William touched his neck and felt the dull ache of the bruise. He had fortified himself with a shot of whiskey in Maudsley’s office and had left Broadmoor with an improved feeling about his host. However much the two men differed in basic precepts, they shared an understanding of the horrors of mental illness. Perhaps more to the point, Maudsley’s guilt regarding the attack had softened him toward his visitors. It seemed that Pizer had never exhibited violent behavior before, despite his reputation for being violent in the East End. It was another case where salient information had been discounted. If the people of his neighborhood were convinced that he was Jack the Ripper, certainly there must be a reason for their conviction. William suspected that Pizer had not been violent at Broadmoor because no one had spoken to him long enough to elicit violence.

“What did the visit do for me?” he mused in response to Abberline’s question. “It taught me that shame is a powerful impetus for action, perhaps the most powerful. Pizer spent his childhood in a brothel, abused by women and men too. I reminded him of the men who frequented that place and used to demean him. His humanity was stolen from him as a child. It seems almost logical that he would become an animal himself, driven to abuse those who shamed and abused him.”

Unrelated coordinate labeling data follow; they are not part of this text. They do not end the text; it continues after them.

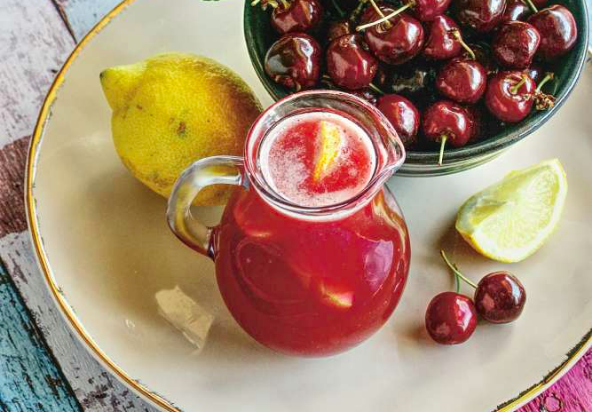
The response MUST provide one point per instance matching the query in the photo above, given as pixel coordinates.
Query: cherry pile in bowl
(445, 73)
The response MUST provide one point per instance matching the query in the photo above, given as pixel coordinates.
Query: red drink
(312, 286)
(317, 159)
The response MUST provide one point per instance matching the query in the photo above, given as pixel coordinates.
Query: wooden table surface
(42, 366)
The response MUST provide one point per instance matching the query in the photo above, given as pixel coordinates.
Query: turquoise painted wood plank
(81, 15)
(29, 377)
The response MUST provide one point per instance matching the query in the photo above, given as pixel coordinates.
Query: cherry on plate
(515, 44)
(442, 44)
(558, 31)
(292, 16)
(348, 64)
(294, 61)
(451, 318)
(480, 15)
(446, 122)
(462, 80)
(402, 114)
(394, 41)
(500, 297)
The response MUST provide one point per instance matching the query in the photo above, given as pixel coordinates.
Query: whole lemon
(173, 109)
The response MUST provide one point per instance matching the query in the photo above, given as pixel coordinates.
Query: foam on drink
(317, 158)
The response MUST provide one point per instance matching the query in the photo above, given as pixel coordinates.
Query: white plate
(104, 246)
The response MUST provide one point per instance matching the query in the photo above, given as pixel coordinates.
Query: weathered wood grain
(13, 158)
(29, 378)
(96, 390)
(81, 15)
(33, 45)
(34, 42)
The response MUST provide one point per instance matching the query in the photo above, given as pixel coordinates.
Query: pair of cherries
(451, 317)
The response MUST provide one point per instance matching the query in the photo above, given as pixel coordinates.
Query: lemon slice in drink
(512, 219)
(329, 148)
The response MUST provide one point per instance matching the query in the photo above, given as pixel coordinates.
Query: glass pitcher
(306, 281)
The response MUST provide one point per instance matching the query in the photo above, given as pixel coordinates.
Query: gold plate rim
(572, 357)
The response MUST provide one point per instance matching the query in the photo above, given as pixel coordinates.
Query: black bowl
(260, 36)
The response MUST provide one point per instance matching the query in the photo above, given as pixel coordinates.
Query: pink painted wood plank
(34, 42)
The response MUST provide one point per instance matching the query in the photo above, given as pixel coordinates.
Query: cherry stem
(376, 8)
(442, 146)
(532, 6)
(358, 10)
(385, 19)
(338, 9)
(514, 89)
(459, 38)
(457, 279)
(456, 271)
(548, 76)
(375, 88)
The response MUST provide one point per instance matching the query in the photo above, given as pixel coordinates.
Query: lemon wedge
(512, 219)
(329, 148)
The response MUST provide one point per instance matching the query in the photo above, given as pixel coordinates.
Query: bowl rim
(482, 148)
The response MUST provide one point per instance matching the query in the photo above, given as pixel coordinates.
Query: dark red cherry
(296, 15)
(348, 64)
(446, 122)
(515, 44)
(462, 80)
(558, 31)
(402, 114)
(540, 3)
(535, 72)
(516, 10)
(396, 41)
(337, 29)
(367, 95)
(483, 55)
(480, 15)
(442, 44)
(500, 297)
(294, 61)
(451, 318)
(510, 96)
(428, 10)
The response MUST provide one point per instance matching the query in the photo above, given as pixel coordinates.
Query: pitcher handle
(224, 170)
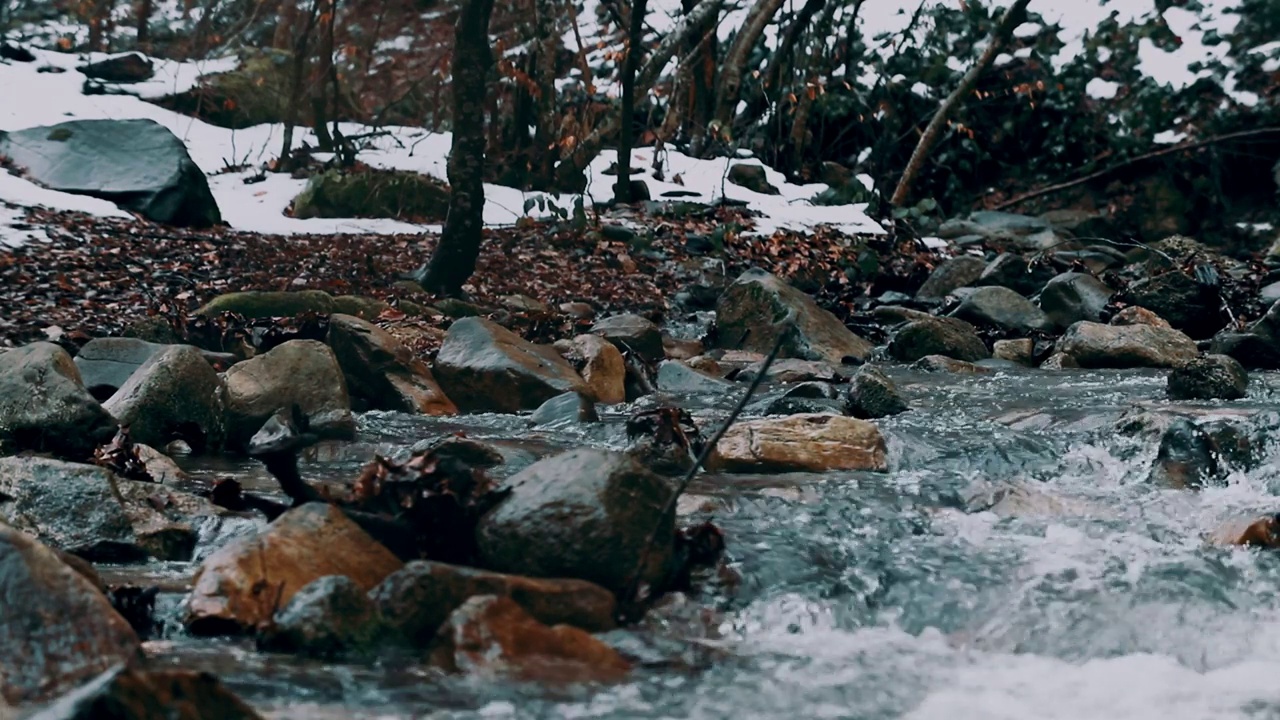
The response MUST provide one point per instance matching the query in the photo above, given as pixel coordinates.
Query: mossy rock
(374, 194)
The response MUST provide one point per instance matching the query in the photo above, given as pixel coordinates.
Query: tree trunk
(1011, 18)
(626, 127)
(455, 258)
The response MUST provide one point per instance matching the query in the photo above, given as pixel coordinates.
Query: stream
(878, 596)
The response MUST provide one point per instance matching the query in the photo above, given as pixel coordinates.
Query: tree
(455, 258)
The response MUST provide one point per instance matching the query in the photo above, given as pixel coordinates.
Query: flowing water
(1091, 593)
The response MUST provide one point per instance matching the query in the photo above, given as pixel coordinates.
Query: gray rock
(484, 367)
(137, 164)
(173, 395)
(45, 408)
(584, 514)
(1002, 308)
(1208, 377)
(1072, 297)
(755, 300)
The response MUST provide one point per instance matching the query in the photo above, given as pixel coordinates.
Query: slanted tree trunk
(1011, 18)
(635, 37)
(455, 258)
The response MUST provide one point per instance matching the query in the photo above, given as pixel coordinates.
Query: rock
(602, 368)
(242, 584)
(634, 333)
(65, 420)
(937, 336)
(1136, 315)
(800, 443)
(873, 395)
(401, 195)
(1182, 301)
(300, 372)
(69, 506)
(1074, 296)
(566, 409)
(173, 395)
(944, 364)
(1002, 308)
(1208, 377)
(124, 68)
(583, 514)
(380, 370)
(1095, 345)
(752, 177)
(950, 274)
(327, 618)
(124, 693)
(492, 634)
(106, 363)
(417, 598)
(1022, 351)
(484, 367)
(746, 311)
(1016, 273)
(137, 164)
(56, 628)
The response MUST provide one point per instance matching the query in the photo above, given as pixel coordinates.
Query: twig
(785, 326)
(1144, 156)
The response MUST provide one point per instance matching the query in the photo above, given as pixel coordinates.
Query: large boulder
(56, 629)
(137, 164)
(44, 405)
(300, 372)
(242, 584)
(382, 370)
(937, 336)
(484, 367)
(1074, 296)
(749, 308)
(584, 514)
(1001, 308)
(176, 393)
(419, 597)
(1095, 345)
(800, 443)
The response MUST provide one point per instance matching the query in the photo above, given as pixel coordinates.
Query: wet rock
(65, 422)
(565, 409)
(1136, 315)
(380, 370)
(632, 333)
(300, 372)
(1074, 296)
(1208, 377)
(873, 395)
(417, 598)
(327, 618)
(242, 584)
(937, 336)
(755, 300)
(173, 395)
(56, 628)
(800, 443)
(484, 367)
(490, 634)
(1001, 308)
(583, 514)
(124, 693)
(1175, 296)
(950, 274)
(1093, 345)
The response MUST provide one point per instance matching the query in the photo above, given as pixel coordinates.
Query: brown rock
(245, 583)
(493, 634)
(813, 443)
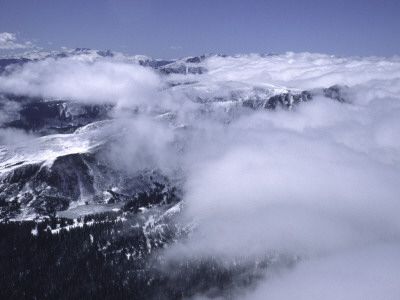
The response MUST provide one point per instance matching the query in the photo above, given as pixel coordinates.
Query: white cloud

“You’re saying that Jack the Ripper kills out of rage for having been shamed?”

“I’d say killing of the sort he does must stem from extreme humiliation. It’s a frenzied kind of retribution. No knowing whether the initial trauma was even intended as such; it may have been accidental, a matter of circumstance, but I suspect there was shame involving a woman at its origin.”

“A prostitute?”

“Possibly, but not necessarily. Perhaps the women he kills remind him of someone in another sense. But like Pizer, I surmise it’s a pattern of substitution. We substitute in the present for people in the past. What happens with men like Pizer—and I suspect, Jack the Ripper—is that love and hope turn to resentment and hatred. Who knows what instigates this transformation, trauma or abuse or simple abandonment. Whatever it is, the emotions continue to haunt the victim and can be relieved only through violation of something that stands in place of the original source of pain.”

He paused a moment and then added, “There’s something else as well. Pizer’s attack was triggered by my shoes. He had worked as a boot maker, and his job became a conduit for his rage. Minor’s case is an example in reverse, of how gratifying work can relieve and rechannel destructive tendencies. Our vocation, in large part, makes us who we are. Pizer learned to use a knife as a boot maker, and it gave him his name, Leather Apron. One would want to know what this murderer did for a living and how it informs his crimes.”

Abberline considered this information. “There may be something to your ideas,” he acknowledged, “but I can’t say I’m convinced. Who among us hasn’t been shamed in some way? Or frustrated in work? I have, and I daresay you have too.”

“And both of us might have become murderers had our shame and frustration been great enough,” asserted William. “We were fortunate to have been loved enough to counteract our shame, and to have our work become a source of gratification and pride. Had that not been the case, who knows? Evil men are not born, but made.”

“You Americans think tolerance and justice can change things,” said Abberline with a touch of scorn in his voice. “It’s a pretty theory, but I’ve known plenty of evil men in my time, and it’s my opinion they came into the world that way.”

They had arrived at an impasse and, realizing that no amount of talk was going to make them budge in their views, retreated into silence for the remainder of the journey back to London.